A touch on the brakes

Experti - early January 2007

• Bank of England surprise decision partly reflects housing market strength

• UK economic outlook remains positive despite base rate increase

• Gross lending forecast revised to £330bn in response to MPC stance

• Average house price inflation forecast to be 5% in 2007

The Bank of England Monetary Policy Committee’s (MPC) decision to raise the Base Rate reflected the recent upturn in economic growth and inflation. The timing of the move wrong-footed virtually every leading analyst, given that Base Rate moves tend to coincide with compilation of the Bank’s Quarterly Inflation Report.

It appears the Bank is focusing on the risk that short-term inflationary pressures could translate into a more prolonged upturn in inflation. The substantial increase in consumer price inflation (CPI) to 3.0 per cent per annum raises the prospect that CPI may slightly breach the upper end of the 1 per cent to 3 per cent inflation target range in the first quarter of the year. The Bank is also known to be concerned at the level of house price inflation. If it remains close to 10 per cent per annum, there may well be a further rate increase, probably in March. Any increase above 5.25 per cent is likely to be reversed towards the end of 2007.

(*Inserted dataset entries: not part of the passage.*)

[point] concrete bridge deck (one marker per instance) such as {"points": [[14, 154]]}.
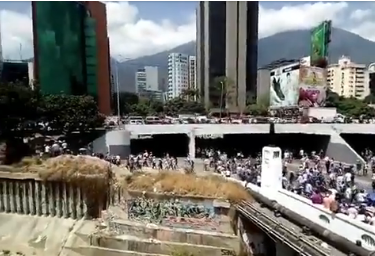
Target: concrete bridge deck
{"points": [[207, 129]]}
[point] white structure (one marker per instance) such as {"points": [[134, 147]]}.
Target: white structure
{"points": [[271, 176], [192, 73], [1, 55], [348, 79], [178, 74], [147, 79], [305, 61]]}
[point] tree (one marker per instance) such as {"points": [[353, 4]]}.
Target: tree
{"points": [[369, 99], [19, 110]]}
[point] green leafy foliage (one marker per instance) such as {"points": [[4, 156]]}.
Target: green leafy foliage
{"points": [[18, 106], [350, 107]]}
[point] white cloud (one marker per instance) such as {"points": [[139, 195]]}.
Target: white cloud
{"points": [[304, 16], [16, 35], [360, 14], [132, 36]]}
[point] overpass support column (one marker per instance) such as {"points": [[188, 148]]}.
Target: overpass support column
{"points": [[192, 144], [283, 250], [341, 151]]}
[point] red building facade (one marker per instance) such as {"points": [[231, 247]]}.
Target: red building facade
{"points": [[98, 11]]}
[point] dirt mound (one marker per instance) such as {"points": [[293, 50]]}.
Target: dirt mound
{"points": [[187, 185]]}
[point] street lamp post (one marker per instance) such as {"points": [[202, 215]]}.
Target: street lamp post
{"points": [[117, 92], [118, 85], [221, 97]]}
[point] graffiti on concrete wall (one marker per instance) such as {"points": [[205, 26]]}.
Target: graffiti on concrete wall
{"points": [[169, 212]]}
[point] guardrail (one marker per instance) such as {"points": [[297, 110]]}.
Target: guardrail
{"points": [[27, 194], [294, 240], [338, 229]]}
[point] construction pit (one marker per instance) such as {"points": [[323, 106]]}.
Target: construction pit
{"points": [[107, 213]]}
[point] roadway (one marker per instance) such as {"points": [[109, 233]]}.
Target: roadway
{"points": [[315, 241], [208, 129]]}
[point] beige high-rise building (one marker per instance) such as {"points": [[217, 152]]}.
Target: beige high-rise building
{"points": [[348, 79]]}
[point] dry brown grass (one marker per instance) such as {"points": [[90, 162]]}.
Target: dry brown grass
{"points": [[88, 172], [187, 185]]}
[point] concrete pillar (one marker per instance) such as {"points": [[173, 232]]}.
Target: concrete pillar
{"points": [[192, 144], [118, 143], [283, 250], [341, 151]]}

Longer term rates have risen significantly since the MPC move, reflecting the money market view that there will definitely be one further rate increase in the current economic cycle. Expected stronger economic data over the next few weeks is likely to be reflected in a further rise in swap rates. We predict the two-year swap rate will peak at around 5.90 per cent before easing back as the economy responds to the impact of monetary tightening.

Remaining positive

The economy is currently believed to be growing at around 3 per cent per annum, although official Q4 data will not be available for some time. The economic expansion is broadly based as evidenced by recent stronger than expected industrial and manufacturing statistics. The key driving force remains the service sector, especially business and financial services.

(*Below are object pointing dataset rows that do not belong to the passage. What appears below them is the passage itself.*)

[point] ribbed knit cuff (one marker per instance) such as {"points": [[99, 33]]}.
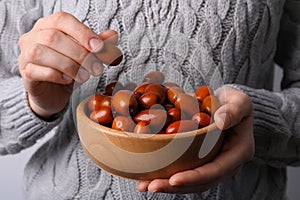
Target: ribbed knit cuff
{"points": [[271, 132], [20, 127]]}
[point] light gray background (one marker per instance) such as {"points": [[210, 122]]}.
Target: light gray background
{"points": [[11, 170]]}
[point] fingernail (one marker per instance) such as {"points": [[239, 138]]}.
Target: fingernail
{"points": [[96, 44], [66, 77], [83, 75], [97, 68], [222, 120], [174, 182]]}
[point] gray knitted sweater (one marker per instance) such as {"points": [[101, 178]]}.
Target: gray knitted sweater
{"points": [[193, 42]]}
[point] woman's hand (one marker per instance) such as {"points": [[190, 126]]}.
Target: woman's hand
{"points": [[54, 53], [234, 116]]}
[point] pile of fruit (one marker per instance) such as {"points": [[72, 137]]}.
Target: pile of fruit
{"points": [[153, 107]]}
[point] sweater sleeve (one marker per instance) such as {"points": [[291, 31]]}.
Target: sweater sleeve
{"points": [[19, 126], [277, 115]]}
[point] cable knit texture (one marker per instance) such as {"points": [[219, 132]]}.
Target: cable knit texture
{"points": [[193, 42]]}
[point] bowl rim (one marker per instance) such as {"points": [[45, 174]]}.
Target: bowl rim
{"points": [[82, 109]]}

One positive factor has been the stabilisation of the underlying unemployment rate of 5.5 per cent, despite the growth of the labour force. The UK economic growth rate is currently above trend, which means the increase in the labour force is being absorbed. As the economy slows, unemployment will rise. We believe that there will be a time lag before this factor impacts on consumer confidence. Once there is clear evidence of a slowdown in retail sales in the latter part of 2007, we expect the MPC to reduce Base Rate by a 0.25 per cent.

Robust despite rate rise

The impact on the mortgage market of the most recent Base Rate increase will be partly balanced by the recent upturn in the UK economy. The strength of mortgage demand was probably a significant factor in the MPC’s decision to raise Base Rate. Gross advances in November totalled £33 billion, while net advances were close to £10 billion. The most surprising aspect of November’s data was the strength of new applications, which totalled a record £34 billion.

We perceive the MPC move as a touch on the brakes, designed to cool the housing market. The balance of probability is that the MPC will announce one further rate increase, following which we expect mortgage applications to fall back to £27 billion per month gross and £8 billion per month net. Allowing for business agreed before the Base Rate was announced, we expect mortgage advances to ease marginally in 2007 to £100 billion net and £330 billion gross. This figure is 10 per cent below our previous forecast, and is based on a Base Rate peak of 5.50 per cent.

Inflation forecast

Average house price inflation is currently running at around 10 per cent per annum on both the Halifax and Nationwide Building Society Indexes. This level is unsustainable and was probably a key factor behind the recent MPC decision. If, as expected, the MPC tightens monetary policy by a further notch, the next 0.25 per cent increase is likely to be in March, just ahead of the peak Spring buying season.

In our view, the government should seriously consider raising the threshold for Stamp Duty significantly to support first-time buyers. We expect a gradual downturn in the rate of house price inflation this year. Our forecast average of house price inflation in 2007 is 5 per cent. Longer-term, our forecast of house price inflation for 2008-2010 is 5-6 per cent per annum.